The advance requisite and made by Heraclitus is the progression from Being as the first immediate thought, to
the category of Becoming as the second. This is the first concrete, the Absolute, as in it the unity of opposites.
Thus with Heraclitus the philosophic Idea is to be met with in its speculative form; the reasoning of Parmenides
and Zeno is abstract understanding. Heraclitus was thus universally esteemed a deep philosopher and even was
decried as such. Here we see land; there is no proposition of Heraclitus which I have not adopted in my Logic.
Zeno of Elea wrote his famous paradoxes in the fifth century BCE. He was recognized later by Aristotle for
using dialectic reasoning in his arguments. Specifically, his paradox involving Achilles and the tortoise
demonstrates a law of formal logic known as modus tollens . However, Zeno only set the stage for later
philosophers, primarily Aristotle, and did not define or set new laws in argumentation.
Socratic and Platonic Dialectic
Plato was a Greek philosopher and educator (of Aristotle) who was recognized most for the dialogues that he
wrote. His form of dialectic was a process of division where the issue begins as a general one and is divided
until it is less general, meaning that it could not possibly be divided again. To Plato, "dialectic" was a process
applicable to both speech and thought. The term "dialectic" was used by Socrates as "the art of discussion" by
which he searched for truth through questioning and answering. He looked down upon the Sophist's form of
argumentation known as "eristic" and was derived from dialectic. Eristic discussions were an entertaining
interactions in which illogical explanations and misleading statements were told. Although Socrates always
searched for truth, he also worked hard to win the arguments. In Plato's dialogues and other Socratic dialogues,
Socrates attempts to examine first principles or premises by which we all reason and argue with. Socrates
typically argues by cross-examining someone's claims and premises in order to draw out a contradiction or
inconsistency among them. For example, in the Euthyphro, Socrates asks Euthyphro to provide a definition of
piety. Euthyphro replies that the pious is that which is loved by the gods. But, Socrates also has Euthyphro
agreeing that the gods are quarrelsome and their quarrels, like human quarrels, concern objects of love or hatred.

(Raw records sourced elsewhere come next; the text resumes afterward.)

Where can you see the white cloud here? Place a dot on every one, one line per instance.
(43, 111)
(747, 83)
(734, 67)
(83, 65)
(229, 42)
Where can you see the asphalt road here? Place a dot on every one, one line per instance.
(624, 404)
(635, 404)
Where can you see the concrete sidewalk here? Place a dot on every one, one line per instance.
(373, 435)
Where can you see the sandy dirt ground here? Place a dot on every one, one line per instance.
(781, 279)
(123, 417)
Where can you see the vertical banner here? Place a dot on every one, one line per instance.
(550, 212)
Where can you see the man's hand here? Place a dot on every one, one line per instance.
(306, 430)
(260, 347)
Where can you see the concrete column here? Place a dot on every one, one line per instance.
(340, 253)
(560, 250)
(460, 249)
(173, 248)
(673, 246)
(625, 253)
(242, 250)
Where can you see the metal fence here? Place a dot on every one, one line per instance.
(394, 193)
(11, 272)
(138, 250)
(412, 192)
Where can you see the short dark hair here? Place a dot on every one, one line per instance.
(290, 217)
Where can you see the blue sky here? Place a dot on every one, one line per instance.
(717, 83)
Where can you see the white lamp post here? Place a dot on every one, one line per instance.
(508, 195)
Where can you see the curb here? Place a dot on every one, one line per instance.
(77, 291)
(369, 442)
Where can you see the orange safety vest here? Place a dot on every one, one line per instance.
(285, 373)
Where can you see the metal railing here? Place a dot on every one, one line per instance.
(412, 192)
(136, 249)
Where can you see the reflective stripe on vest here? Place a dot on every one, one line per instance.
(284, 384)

Therefore, Socrates reasons, at least one thing exists which certain gods love but other gods hate. Again,
Euthyphro agrees. Socrates concludes that if Euthyphro's definition of piety is acceptable, then there must exist
at least one thing which is both pious and impious (as it is both loved and hated by the gods) — which,
Euthyphro admits, is absurd. Thus, Euthyphro is brought to a realization by this dialectical method that his
definition of piety is not sufficiently elaborate, thus wrong.
Aristotelian Dialectic
Aristotle began his investigations with dialectic while still attending Plato's academy where he studied from 367
BCE through 347. Later he wrote Topics to serve as a handbook for dialectic argumentation. Aristotle used
many forms of formal logic, and even calculus to further his points. Although this might not originally be
considered dialectic, he claimed that it was stating that his logic developed as a result of reflecting on Plato's
method of division. According to Aristotle, there were numerous benefits to the use of dialectic including: the
intellectual training, its use for discussions with others based on their own premises, and for examining
unprovable principles in science.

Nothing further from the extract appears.